“A Gobful of Goatshit”: Opium as Non-food in Amitav Ghosh’s Sea of Poppies

Presenter

Chattopadhyay Sayan - Department of Humanities and Social Sciences, IIT Kanpur, Kanpur, India

Panel

36 – Margins of edibility: Non-food in South Asian literatures

Abstract

The paper explores how non-food functions at the border of edibility and inedibility, both as a transgression, where the boundaries between the two are breached, and as a transaction, where a mutually sustaining relationship between the two sides is established.
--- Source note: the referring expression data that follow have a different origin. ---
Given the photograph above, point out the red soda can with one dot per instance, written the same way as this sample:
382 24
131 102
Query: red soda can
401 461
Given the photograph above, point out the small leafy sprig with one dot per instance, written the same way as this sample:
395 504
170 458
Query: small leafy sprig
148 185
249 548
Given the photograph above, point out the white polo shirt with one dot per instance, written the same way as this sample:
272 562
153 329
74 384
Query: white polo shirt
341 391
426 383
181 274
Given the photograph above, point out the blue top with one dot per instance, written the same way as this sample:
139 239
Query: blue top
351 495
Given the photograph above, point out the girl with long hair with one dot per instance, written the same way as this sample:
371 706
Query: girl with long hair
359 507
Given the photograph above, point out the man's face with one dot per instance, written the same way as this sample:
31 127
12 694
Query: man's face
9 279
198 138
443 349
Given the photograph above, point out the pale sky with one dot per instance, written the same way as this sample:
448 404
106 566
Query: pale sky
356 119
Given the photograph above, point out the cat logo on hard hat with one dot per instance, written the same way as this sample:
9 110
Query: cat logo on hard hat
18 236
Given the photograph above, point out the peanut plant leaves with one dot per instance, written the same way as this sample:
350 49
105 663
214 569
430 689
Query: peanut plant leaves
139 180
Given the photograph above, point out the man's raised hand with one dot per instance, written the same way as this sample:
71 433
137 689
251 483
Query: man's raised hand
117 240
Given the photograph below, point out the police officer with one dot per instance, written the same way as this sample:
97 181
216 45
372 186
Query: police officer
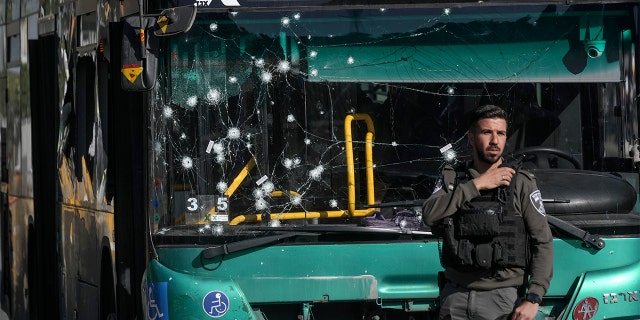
497 245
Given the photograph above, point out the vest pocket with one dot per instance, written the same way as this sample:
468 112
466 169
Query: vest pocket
478 223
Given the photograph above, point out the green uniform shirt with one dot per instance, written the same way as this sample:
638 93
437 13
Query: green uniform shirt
448 199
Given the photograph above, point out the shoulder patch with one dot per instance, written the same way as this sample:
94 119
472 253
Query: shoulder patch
527 174
536 201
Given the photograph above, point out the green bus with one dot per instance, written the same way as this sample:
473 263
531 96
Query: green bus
240 159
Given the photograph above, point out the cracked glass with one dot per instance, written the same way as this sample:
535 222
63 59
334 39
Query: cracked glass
287 118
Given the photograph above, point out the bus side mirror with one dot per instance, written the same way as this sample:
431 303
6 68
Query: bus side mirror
140 45
175 21
139 54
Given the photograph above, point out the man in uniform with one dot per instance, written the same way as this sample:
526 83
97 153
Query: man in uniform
497 245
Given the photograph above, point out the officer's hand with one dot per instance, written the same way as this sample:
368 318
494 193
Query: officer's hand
525 311
494 178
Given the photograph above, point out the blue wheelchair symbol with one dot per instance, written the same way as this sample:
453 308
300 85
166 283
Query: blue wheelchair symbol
215 304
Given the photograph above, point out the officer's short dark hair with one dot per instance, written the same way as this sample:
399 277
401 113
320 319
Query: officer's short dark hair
487 111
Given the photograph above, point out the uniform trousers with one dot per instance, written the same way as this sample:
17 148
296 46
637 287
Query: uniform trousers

It does so by focusing on Amitav Ghosh’s Sea of Poppies and its depiction of colonialism’s intervention in reshaping food production and availability in India during the early decades of the nineteenth century. As the novel illustrates, the forced cultivation of opium in place of food crops across vast sections of the Indo-Gangetic plains sharply polarized the region’s foodscape. At one end of the spectrum were individuals battling famine-like conditions, with their only hope of escape lying in selling themselves to colonial agents as indentured labourers. At the other end were colonial and indigenous elites, whose extravagant rituals of food consumption are evoked in the novel through tropes of disgust.
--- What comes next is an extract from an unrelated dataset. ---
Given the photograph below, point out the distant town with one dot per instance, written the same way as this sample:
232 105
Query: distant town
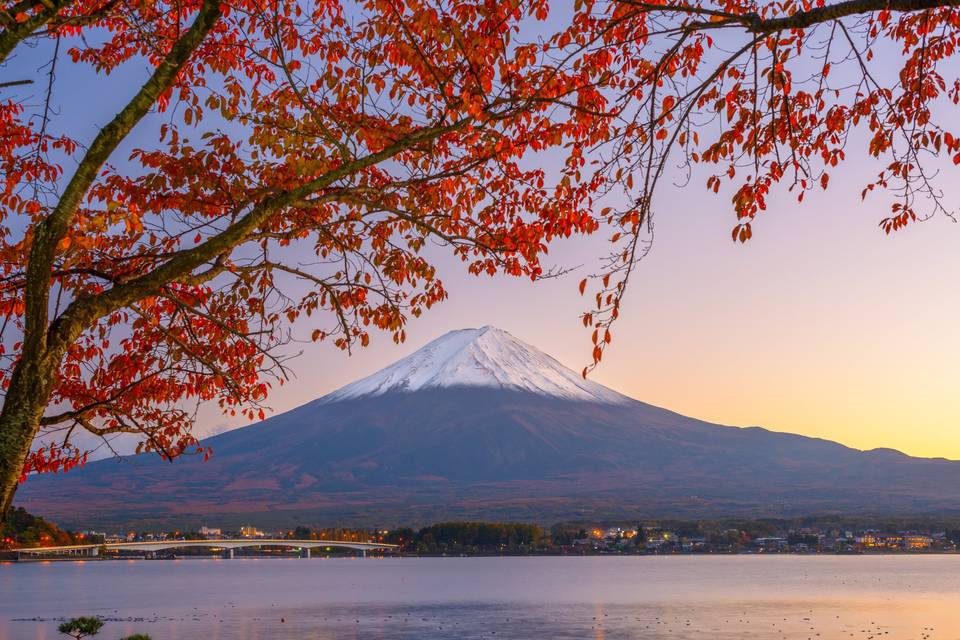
490 538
Ghosh presents opium as the non-food that connects these two sides of the spectrum. Situated at the border of edibility, the heavily commodified opium mediates the relationship between deprivation and excess in what Ben Fine would describe as a new “system of provision.” This paper unpacks Ghosh’s complex representation of opium as non-food, framing it as a critique of the economic, social, and political structures that determined both the availability and absence of food in nineteenth-century colonial India.